Ins richtige Licht gerückt

In der Steiermark setzt Stefan Pichlhöfer, BSc (www.undecim.at) mit seinen Designleuchten Außenwohnräume besonders in Szene. Der Werkstoff: karbonisiertes Holz – das heißt, die Oberfläche – meist heimische Lärche – wird absichtlich verbrannt. In Kombination mit rostendem Stahl, matt-schwarz beschichtetem Aluminium und warmem LED-Licht wird damit eine besondere Atmosphäre erzeugt. „Das angekohlte Holz ist eine alte Tradition, um es widerstandfähiger zu machen. In Japan werden Holzoberflächen seit Jahrhunderten kontrolliert verbrannt, um auf diese Weise dunkle, edel anmutende Fassadenverkleidungen zu gewinnen“, gibt Pichlhöfer Einblick in seine Arbeitsweise.

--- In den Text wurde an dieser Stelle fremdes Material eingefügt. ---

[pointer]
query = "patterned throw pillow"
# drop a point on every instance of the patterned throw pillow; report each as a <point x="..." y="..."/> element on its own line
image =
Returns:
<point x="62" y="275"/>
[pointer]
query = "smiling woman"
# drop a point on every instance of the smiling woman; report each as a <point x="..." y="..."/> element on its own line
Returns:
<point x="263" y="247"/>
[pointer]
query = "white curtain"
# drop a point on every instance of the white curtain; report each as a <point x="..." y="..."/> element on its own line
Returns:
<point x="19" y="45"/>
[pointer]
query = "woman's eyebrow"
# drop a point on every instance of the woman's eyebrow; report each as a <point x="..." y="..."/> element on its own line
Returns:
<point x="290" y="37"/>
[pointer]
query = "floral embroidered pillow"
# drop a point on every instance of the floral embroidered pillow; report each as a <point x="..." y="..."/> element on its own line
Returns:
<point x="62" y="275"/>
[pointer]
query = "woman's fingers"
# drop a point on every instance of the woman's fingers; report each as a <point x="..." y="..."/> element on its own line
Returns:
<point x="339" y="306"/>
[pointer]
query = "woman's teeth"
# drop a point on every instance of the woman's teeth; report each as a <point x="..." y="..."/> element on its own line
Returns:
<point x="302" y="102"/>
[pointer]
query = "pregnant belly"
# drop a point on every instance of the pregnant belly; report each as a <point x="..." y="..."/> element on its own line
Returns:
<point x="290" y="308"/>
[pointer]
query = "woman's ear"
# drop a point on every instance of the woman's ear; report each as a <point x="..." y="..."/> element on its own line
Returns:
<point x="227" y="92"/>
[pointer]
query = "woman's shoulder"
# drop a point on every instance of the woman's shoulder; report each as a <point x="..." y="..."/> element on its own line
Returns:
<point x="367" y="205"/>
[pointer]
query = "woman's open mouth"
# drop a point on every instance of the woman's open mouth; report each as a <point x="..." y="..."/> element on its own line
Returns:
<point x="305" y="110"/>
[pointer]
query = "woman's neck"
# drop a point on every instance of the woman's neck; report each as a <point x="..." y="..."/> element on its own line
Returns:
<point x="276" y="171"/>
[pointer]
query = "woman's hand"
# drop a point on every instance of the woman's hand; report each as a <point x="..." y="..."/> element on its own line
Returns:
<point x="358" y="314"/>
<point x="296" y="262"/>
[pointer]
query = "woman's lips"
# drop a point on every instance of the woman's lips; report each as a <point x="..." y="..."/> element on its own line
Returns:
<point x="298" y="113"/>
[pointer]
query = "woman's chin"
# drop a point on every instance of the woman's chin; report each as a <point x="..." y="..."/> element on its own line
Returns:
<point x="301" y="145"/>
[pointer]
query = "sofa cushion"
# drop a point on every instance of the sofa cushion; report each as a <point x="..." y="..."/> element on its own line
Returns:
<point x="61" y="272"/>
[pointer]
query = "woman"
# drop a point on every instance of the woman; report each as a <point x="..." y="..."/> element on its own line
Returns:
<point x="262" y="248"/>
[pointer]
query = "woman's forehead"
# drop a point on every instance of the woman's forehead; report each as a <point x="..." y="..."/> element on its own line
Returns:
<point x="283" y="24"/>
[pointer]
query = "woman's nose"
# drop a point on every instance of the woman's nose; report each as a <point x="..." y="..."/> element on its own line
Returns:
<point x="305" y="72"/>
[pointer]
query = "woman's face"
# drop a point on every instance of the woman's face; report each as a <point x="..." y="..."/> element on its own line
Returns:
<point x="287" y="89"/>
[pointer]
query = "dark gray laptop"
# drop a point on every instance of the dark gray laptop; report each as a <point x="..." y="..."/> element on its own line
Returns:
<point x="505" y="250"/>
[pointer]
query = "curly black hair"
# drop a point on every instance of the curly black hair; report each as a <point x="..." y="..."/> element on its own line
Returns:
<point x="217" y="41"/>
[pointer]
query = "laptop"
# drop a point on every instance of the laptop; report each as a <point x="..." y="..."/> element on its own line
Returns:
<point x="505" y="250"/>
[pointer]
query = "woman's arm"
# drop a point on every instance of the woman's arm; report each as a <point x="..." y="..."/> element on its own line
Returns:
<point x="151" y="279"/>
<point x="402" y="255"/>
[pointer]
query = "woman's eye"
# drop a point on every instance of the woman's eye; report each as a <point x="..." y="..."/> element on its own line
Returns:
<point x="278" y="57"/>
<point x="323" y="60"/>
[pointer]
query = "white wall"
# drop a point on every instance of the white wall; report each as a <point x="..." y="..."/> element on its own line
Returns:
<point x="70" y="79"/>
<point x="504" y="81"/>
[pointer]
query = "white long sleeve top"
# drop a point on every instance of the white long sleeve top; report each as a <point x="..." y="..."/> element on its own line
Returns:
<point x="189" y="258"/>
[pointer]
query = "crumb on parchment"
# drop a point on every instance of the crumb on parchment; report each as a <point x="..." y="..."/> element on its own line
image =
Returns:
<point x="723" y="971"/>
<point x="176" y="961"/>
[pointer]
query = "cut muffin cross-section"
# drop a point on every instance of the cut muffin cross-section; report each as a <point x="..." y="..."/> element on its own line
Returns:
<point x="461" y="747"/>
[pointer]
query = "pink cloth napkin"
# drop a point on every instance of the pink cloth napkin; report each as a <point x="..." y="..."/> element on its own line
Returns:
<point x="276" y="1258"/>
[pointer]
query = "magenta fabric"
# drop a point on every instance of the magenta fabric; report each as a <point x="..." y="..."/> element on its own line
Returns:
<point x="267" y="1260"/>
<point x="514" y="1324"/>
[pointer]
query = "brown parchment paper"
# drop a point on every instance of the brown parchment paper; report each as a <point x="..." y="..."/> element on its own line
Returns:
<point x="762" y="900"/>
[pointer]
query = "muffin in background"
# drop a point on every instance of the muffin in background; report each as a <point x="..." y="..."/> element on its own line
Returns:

Mittlerweile finden solche Dielen mit ihrer schwarz-silber schimmernden Optik auch in Europa immer mehr Anhänger, denn das Material sieht interessant aus und ist vor Schimmelpilzen, Verwitterung, Fäulnis und Wasser geschützt. Dass Pichlhöfer „aufs Holz gekommen“ ist, war Zufall: Der Boku-Student war im Gartenbau tätig und hat über eine TV-Serie die Hölzer an einer Fassade entdeckt. Seine Recherchen haben ergeben, dass karbonisiertes Holz sonst kaum weitere Verwendungsbereiche erschlossen hat – Grund genug für Pichlhöfer, sich dem Thema Holz und Lichtdesign zu widmen. Am Prototyp hat er nach ausführlichem Literaturstudium selbst Hand angelegt, später erfolgte die Kooperation mit einem regionalen Tischler.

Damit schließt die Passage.